T: Bagaimana mengenai suara-suara yang menuntut keadilan dalam pesta demokrasi?
J: Untuk mewujudkan keadilan, setiap orang sama di depan hukum. Apabila ada konflik, perselisihan, beda pendapat, maka demi keadilan, semua fakta harus dibawa dan diuji di sidang pengadilan. Keadilan itu harus diwujudkan di muka pengadilan, dalam hal ini adalah MK. Semua paslon, berhak memperoleh keadilan yang sama dan setara.
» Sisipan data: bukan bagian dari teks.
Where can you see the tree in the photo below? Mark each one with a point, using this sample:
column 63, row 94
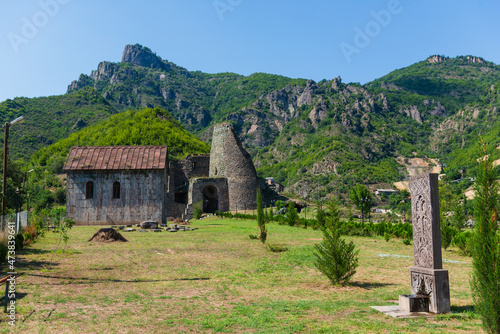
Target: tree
column 320, row 216
column 485, row 282
column 293, row 215
column 361, row 197
column 458, row 219
column 334, row 257
column 261, row 220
Pemilu diatur oleh UU Pemilu, di antaranya mengatur peran, fungsi  dan kewenangan KPU, Bawaslu dan MK. Semua peserta pemilu, setelah mendaftar dan diterima, harus mematuhi aturan itu. UU Pemilu adalah aturan Negara. Peserta pemilu, juga pemerintah dan rakyat, harus menghormati dan patuh. Kalau misalnya ada suara-suara yang tidak percaya terhadap KPU dan MK, maka pada hakikatnya, mereka tidak menghormati hukum, tidak menghormati UU dan aturan Negara.
Demokrasi tidak bisa disebut sebagai hak asasi. Demokrasi tetap harus dibatasi oleh aturan hukum atau UU, karena Indonesia adalah negara hukum. Karena itu, setiap orang, siapa saja, tidak bisa bertindak sewenang-wenang.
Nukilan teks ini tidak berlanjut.